The company has purchased a 2-acre plot of land in the Maui Research & Technology Park in Kihei, where it plans to build a brew house and eventually add a second brew pub.
Together with its existing Kahana location and production-and-canning facility in Lahaina town, Maui Brewing Co. expects to increase total production to 150,000 barrels a year.
"We'll hopefully break ground in February," Marrero said of the Kihei project. "The site plan is set, we've ordered equipment.

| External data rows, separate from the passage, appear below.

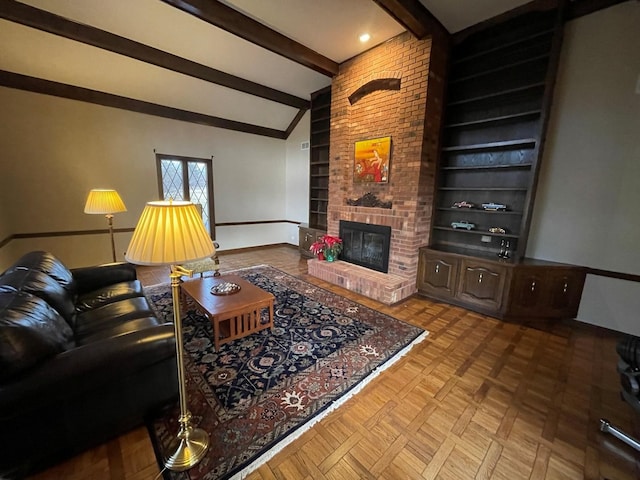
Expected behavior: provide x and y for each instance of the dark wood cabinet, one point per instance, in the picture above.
(482, 284)
(523, 289)
(319, 158)
(547, 292)
(437, 276)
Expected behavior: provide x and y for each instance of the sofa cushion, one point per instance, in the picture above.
(30, 331)
(45, 262)
(108, 294)
(42, 285)
(109, 316)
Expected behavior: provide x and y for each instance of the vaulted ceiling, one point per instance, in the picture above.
(247, 65)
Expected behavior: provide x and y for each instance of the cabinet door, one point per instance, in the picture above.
(565, 291)
(437, 274)
(482, 284)
(528, 292)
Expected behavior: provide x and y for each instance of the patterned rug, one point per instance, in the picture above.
(259, 393)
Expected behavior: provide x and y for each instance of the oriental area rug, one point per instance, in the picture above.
(259, 393)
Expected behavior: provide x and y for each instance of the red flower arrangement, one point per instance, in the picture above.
(328, 246)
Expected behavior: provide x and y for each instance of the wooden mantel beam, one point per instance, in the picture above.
(222, 16)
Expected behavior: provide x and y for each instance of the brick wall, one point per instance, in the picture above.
(412, 117)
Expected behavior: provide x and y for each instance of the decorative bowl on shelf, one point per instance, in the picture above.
(463, 204)
(463, 224)
(494, 206)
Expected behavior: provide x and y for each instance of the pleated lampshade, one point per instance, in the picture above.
(104, 201)
(169, 233)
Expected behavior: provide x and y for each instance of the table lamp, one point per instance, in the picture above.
(105, 202)
(172, 233)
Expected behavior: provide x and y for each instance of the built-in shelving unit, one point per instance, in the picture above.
(319, 158)
(499, 86)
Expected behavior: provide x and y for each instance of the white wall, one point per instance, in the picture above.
(588, 201)
(55, 150)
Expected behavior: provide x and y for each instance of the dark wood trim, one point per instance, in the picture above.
(630, 277)
(545, 115)
(585, 7)
(48, 87)
(259, 247)
(71, 233)
(375, 85)
(296, 120)
(222, 16)
(414, 16)
(55, 24)
(257, 222)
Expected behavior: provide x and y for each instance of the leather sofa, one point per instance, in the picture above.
(83, 359)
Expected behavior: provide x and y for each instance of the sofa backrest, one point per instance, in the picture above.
(45, 262)
(30, 331)
(41, 285)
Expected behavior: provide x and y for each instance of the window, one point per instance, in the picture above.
(185, 178)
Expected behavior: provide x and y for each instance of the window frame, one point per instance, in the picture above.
(185, 182)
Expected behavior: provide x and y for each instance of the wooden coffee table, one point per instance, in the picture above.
(235, 315)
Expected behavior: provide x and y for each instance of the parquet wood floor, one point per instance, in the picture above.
(478, 399)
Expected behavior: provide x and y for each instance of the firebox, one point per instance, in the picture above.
(365, 245)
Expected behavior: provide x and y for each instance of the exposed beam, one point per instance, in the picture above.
(578, 8)
(222, 16)
(48, 87)
(51, 23)
(414, 17)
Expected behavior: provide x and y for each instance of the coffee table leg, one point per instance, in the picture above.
(216, 333)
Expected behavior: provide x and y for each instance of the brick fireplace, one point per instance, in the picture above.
(411, 115)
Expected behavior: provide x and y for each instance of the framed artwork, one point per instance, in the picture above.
(371, 162)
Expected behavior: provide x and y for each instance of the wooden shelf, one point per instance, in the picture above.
(514, 166)
(477, 232)
(506, 66)
(528, 39)
(484, 189)
(498, 93)
(501, 118)
(479, 210)
(505, 144)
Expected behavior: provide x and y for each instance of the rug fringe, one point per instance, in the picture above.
(264, 458)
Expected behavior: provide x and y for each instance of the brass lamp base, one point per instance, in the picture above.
(192, 446)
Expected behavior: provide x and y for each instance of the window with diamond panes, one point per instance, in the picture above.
(185, 178)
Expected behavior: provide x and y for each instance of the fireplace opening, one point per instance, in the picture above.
(365, 245)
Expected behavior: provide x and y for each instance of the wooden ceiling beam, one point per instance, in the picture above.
(414, 17)
(73, 92)
(57, 25)
(222, 16)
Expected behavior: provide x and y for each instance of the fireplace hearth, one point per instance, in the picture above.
(366, 245)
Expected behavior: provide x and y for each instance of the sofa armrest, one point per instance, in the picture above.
(91, 278)
(86, 367)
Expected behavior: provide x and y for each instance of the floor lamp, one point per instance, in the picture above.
(105, 202)
(172, 233)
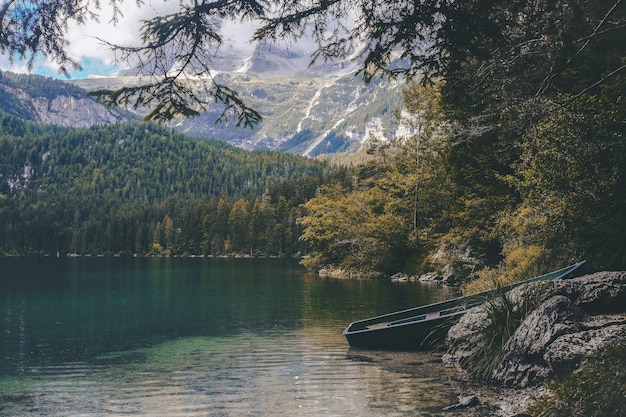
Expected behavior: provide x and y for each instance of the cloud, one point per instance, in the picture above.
(96, 58)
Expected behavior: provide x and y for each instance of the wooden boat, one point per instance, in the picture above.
(425, 327)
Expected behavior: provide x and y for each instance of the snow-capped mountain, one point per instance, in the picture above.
(306, 109)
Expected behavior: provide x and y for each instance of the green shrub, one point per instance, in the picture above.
(505, 313)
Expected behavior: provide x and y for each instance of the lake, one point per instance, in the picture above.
(203, 337)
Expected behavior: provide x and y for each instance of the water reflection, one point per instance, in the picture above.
(283, 374)
(202, 338)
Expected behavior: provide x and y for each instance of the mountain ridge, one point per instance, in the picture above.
(308, 109)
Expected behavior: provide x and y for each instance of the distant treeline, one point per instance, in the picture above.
(136, 188)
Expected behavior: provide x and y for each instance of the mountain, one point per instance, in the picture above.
(140, 188)
(53, 102)
(307, 109)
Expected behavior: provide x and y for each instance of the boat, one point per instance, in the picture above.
(425, 327)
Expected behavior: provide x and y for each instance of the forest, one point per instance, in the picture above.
(516, 164)
(141, 189)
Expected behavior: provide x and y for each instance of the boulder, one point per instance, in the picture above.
(569, 325)
(522, 362)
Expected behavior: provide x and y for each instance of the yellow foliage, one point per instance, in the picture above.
(520, 263)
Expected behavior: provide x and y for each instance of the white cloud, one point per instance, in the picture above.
(96, 58)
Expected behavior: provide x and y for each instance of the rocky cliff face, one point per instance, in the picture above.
(308, 110)
(47, 101)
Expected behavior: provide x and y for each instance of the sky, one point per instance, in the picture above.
(97, 59)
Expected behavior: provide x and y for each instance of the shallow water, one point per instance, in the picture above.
(201, 337)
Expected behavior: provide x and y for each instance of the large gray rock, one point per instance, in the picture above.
(522, 362)
(569, 325)
(599, 293)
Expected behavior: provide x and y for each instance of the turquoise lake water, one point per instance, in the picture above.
(200, 337)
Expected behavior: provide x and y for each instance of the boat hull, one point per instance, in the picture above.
(424, 335)
(425, 327)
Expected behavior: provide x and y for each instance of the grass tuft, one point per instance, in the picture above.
(505, 313)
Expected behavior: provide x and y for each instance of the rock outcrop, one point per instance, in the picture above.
(574, 319)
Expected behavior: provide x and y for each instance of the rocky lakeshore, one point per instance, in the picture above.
(560, 326)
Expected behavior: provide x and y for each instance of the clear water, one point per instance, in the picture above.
(201, 337)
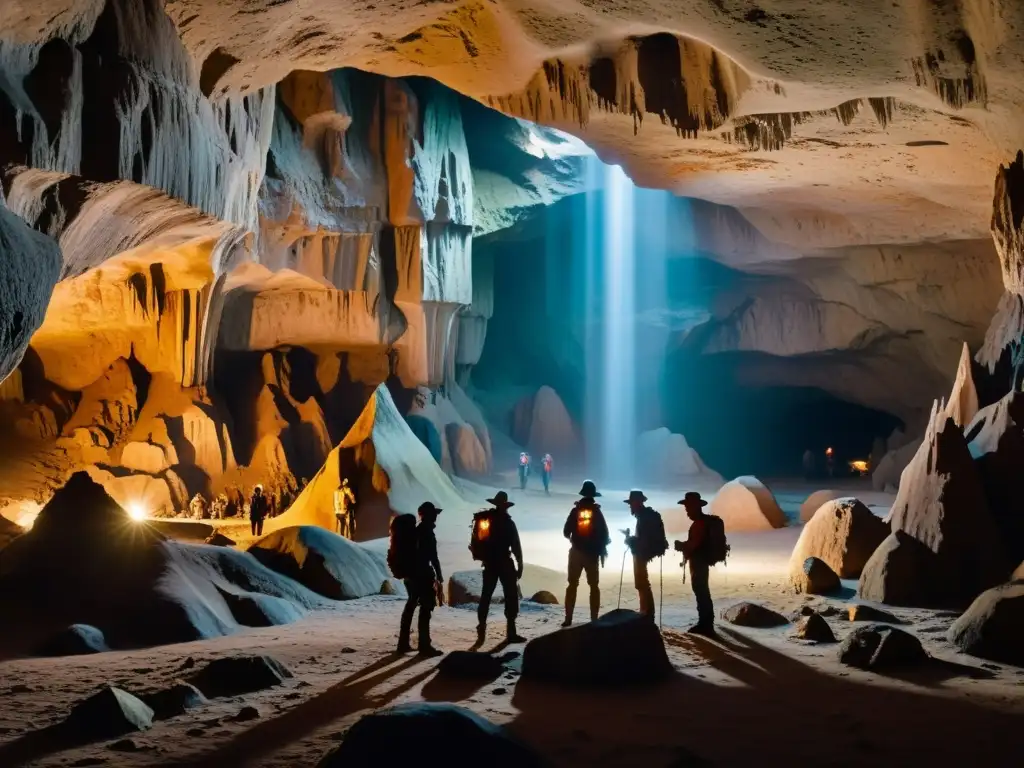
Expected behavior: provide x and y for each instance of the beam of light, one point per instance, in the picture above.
(619, 261)
(136, 511)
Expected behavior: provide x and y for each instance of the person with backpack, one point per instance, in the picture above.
(412, 556)
(495, 543)
(648, 543)
(588, 531)
(705, 546)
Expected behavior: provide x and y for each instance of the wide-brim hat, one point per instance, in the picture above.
(692, 498)
(635, 496)
(501, 500)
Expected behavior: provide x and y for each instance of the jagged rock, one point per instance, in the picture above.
(415, 732)
(815, 578)
(620, 648)
(465, 587)
(814, 628)
(745, 504)
(324, 561)
(815, 501)
(176, 699)
(752, 614)
(996, 442)
(108, 714)
(468, 456)
(992, 627)
(844, 534)
(78, 639)
(860, 612)
(544, 598)
(941, 505)
(470, 665)
(542, 423)
(238, 675)
(879, 647)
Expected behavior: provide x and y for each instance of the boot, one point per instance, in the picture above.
(511, 635)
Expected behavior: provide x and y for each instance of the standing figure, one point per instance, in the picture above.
(705, 546)
(413, 557)
(257, 510)
(523, 469)
(198, 507)
(495, 543)
(546, 466)
(648, 543)
(344, 510)
(588, 531)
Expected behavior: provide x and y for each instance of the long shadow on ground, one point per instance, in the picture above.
(773, 711)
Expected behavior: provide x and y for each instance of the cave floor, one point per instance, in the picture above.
(751, 696)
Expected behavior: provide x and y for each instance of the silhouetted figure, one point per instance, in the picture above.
(344, 510)
(495, 543)
(424, 576)
(588, 531)
(648, 543)
(696, 556)
(808, 465)
(523, 469)
(198, 507)
(257, 510)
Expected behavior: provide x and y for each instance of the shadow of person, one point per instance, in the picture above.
(770, 708)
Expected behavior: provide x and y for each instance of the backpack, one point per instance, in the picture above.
(654, 544)
(716, 547)
(481, 539)
(401, 549)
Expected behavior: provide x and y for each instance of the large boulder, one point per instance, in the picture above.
(752, 614)
(941, 504)
(323, 561)
(879, 646)
(745, 504)
(465, 587)
(543, 424)
(815, 578)
(844, 534)
(86, 561)
(996, 443)
(429, 734)
(109, 714)
(814, 502)
(620, 648)
(993, 627)
(468, 457)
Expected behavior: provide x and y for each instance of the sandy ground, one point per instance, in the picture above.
(751, 696)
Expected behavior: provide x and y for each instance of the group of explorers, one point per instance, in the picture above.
(495, 543)
(547, 464)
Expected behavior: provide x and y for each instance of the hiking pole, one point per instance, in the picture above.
(622, 571)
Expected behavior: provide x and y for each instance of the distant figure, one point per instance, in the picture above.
(344, 510)
(808, 465)
(588, 531)
(648, 543)
(257, 510)
(495, 543)
(523, 469)
(198, 507)
(413, 556)
(705, 546)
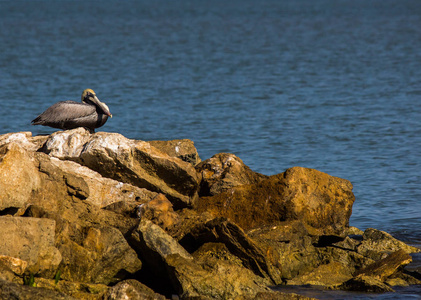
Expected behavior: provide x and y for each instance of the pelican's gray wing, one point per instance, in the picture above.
(63, 112)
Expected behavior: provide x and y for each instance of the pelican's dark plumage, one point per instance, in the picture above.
(90, 113)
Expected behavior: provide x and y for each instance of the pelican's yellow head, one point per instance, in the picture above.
(89, 97)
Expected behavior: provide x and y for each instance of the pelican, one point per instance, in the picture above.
(91, 113)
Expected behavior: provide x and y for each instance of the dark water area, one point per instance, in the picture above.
(333, 85)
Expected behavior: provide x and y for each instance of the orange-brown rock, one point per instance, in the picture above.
(182, 149)
(135, 162)
(388, 266)
(224, 171)
(322, 201)
(160, 211)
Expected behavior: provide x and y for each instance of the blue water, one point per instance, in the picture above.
(333, 85)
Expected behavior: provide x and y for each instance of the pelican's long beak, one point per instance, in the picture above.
(101, 105)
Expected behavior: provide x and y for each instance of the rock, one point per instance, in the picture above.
(388, 266)
(24, 140)
(10, 290)
(220, 230)
(160, 211)
(17, 173)
(182, 149)
(104, 257)
(133, 290)
(12, 268)
(330, 274)
(30, 240)
(289, 249)
(317, 199)
(278, 296)
(129, 161)
(224, 171)
(154, 245)
(78, 290)
(90, 186)
(378, 244)
(215, 273)
(366, 284)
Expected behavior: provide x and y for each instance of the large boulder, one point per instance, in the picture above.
(322, 201)
(135, 162)
(24, 139)
(378, 244)
(104, 257)
(17, 173)
(133, 290)
(31, 240)
(222, 231)
(211, 272)
(10, 290)
(224, 171)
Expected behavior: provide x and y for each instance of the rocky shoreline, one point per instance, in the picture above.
(100, 216)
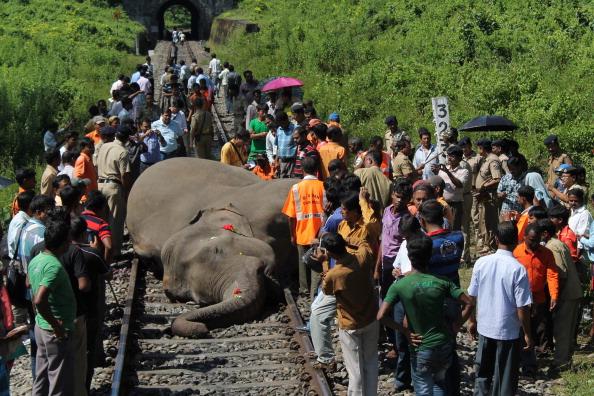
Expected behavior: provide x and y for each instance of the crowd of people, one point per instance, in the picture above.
(381, 231)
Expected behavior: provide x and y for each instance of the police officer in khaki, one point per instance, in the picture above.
(470, 161)
(486, 182)
(401, 164)
(113, 170)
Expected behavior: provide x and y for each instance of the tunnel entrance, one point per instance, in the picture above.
(180, 14)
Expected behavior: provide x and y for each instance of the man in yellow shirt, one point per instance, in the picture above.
(331, 150)
(233, 152)
(305, 208)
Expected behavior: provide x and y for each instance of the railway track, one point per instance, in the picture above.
(262, 357)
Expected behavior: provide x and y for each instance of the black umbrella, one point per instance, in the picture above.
(4, 182)
(488, 123)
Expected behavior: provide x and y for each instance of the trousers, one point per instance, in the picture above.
(496, 365)
(565, 320)
(429, 367)
(117, 212)
(204, 147)
(79, 354)
(466, 218)
(321, 319)
(359, 351)
(488, 220)
(54, 365)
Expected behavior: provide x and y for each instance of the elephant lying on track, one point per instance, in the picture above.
(219, 235)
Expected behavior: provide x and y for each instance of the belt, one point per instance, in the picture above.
(102, 180)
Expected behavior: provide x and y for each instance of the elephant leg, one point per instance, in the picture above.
(245, 305)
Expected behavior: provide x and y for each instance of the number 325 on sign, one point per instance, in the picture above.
(441, 114)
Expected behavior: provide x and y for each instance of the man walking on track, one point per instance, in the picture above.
(114, 182)
(305, 208)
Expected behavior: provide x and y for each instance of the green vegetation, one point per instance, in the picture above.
(178, 16)
(531, 61)
(56, 58)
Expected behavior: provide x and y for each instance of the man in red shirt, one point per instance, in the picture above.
(542, 271)
(95, 213)
(84, 168)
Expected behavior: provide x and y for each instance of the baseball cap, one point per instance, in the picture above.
(551, 139)
(99, 120)
(107, 131)
(297, 107)
(464, 141)
(76, 182)
(313, 122)
(563, 168)
(391, 120)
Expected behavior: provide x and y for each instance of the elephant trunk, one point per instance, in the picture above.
(241, 302)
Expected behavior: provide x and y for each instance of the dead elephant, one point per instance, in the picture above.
(218, 233)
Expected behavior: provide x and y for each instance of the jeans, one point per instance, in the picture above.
(429, 367)
(402, 372)
(359, 351)
(323, 314)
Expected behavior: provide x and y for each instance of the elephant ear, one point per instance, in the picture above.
(228, 218)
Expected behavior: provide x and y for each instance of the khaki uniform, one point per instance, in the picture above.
(554, 162)
(401, 166)
(201, 133)
(112, 164)
(470, 205)
(503, 159)
(489, 169)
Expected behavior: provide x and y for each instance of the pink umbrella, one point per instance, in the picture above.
(280, 83)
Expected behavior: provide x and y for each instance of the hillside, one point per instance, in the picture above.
(56, 58)
(531, 61)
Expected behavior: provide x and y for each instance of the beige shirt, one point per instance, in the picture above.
(47, 179)
(554, 163)
(112, 161)
(569, 282)
(473, 161)
(376, 183)
(401, 166)
(489, 169)
(451, 192)
(350, 282)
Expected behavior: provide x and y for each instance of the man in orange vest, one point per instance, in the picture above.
(305, 208)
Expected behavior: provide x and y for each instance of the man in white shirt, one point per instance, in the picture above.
(117, 85)
(500, 284)
(214, 68)
(19, 221)
(425, 155)
(580, 219)
(223, 80)
(456, 179)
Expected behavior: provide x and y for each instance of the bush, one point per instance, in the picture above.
(366, 59)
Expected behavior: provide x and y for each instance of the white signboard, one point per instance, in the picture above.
(441, 117)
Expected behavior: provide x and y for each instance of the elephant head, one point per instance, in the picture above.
(216, 261)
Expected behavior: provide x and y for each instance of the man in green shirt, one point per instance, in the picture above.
(56, 309)
(258, 131)
(423, 297)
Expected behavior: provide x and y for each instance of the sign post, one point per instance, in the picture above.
(441, 117)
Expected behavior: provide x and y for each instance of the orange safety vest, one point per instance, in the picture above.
(305, 202)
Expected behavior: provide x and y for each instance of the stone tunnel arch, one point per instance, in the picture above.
(196, 31)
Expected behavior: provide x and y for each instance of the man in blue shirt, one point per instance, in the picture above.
(286, 146)
(171, 134)
(425, 155)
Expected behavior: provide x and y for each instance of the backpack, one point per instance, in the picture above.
(234, 81)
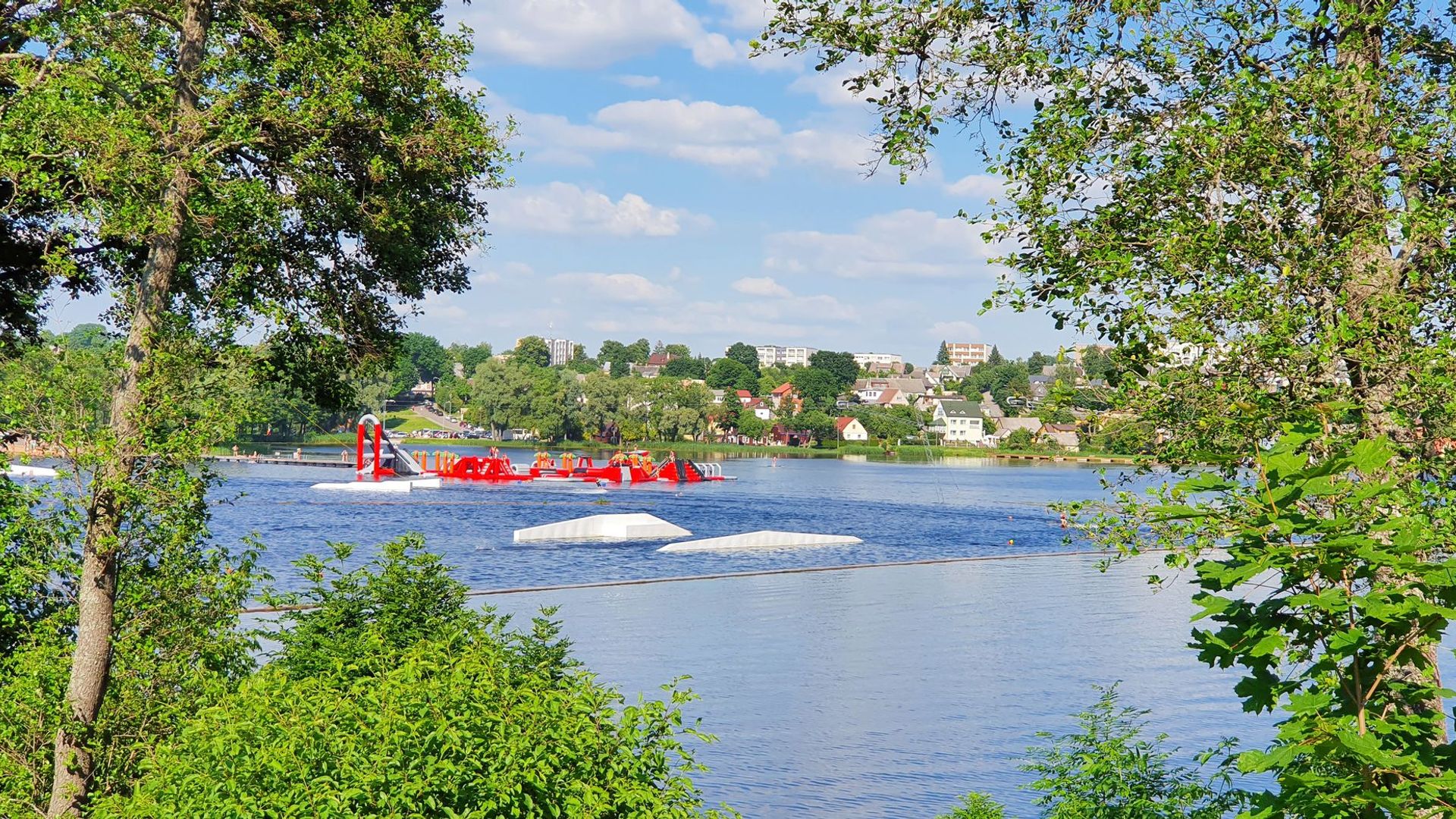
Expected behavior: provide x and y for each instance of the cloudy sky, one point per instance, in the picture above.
(673, 188)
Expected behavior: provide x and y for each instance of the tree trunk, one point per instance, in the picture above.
(96, 598)
(1373, 278)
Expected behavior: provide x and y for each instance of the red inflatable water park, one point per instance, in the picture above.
(381, 458)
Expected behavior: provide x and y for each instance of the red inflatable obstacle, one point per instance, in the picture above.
(383, 460)
(620, 468)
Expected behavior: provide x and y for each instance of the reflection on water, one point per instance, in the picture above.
(902, 512)
(890, 691)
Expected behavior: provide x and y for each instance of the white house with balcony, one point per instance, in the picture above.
(963, 422)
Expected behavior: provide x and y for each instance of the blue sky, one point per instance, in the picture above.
(672, 188)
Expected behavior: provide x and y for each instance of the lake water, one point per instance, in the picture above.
(873, 692)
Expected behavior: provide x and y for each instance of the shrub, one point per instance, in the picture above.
(392, 698)
(1110, 770)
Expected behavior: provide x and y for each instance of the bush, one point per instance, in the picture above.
(1109, 770)
(392, 698)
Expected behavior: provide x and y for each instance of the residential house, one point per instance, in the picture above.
(989, 407)
(967, 354)
(928, 403)
(892, 398)
(645, 371)
(940, 375)
(871, 390)
(1008, 426)
(775, 356)
(1063, 436)
(783, 436)
(880, 362)
(759, 409)
(851, 428)
(1040, 387)
(963, 422)
(783, 394)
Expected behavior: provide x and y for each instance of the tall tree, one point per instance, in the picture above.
(1269, 183)
(469, 357)
(728, 373)
(638, 352)
(218, 164)
(532, 352)
(746, 354)
(839, 365)
(425, 356)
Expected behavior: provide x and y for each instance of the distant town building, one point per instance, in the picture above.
(775, 356)
(563, 350)
(962, 422)
(967, 354)
(851, 428)
(880, 362)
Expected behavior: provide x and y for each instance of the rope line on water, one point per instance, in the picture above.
(736, 575)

It'll start out as a production facility, and we plan to add a pub down the line."
He said that the new facility will allow the company to make more than just beer.
"It will more than quintuple our production capacity, and at the same time, give us the capability to both distill and make ciders and mead for those that are gluten-free and can't drink beer; it's nice to have a way to service them as well."
Officials at the Research & Technology Park see the brewery as a complementary addition as the park works to attract a broader range of tenants and activities to the campus.
"We are very pleased that Maui Brewing Co. has chosen the Maui Research & Technology Park as the site for their expansion for several reasons. Maui Brewing Co. is great example of economic diversification, and probably the leading exporter we have on Maui behind (Hawaiian Commercial & Sugar Co.)," said Steve Perkins, project coordinator for Pacific Rim Land, a co-developer of the park.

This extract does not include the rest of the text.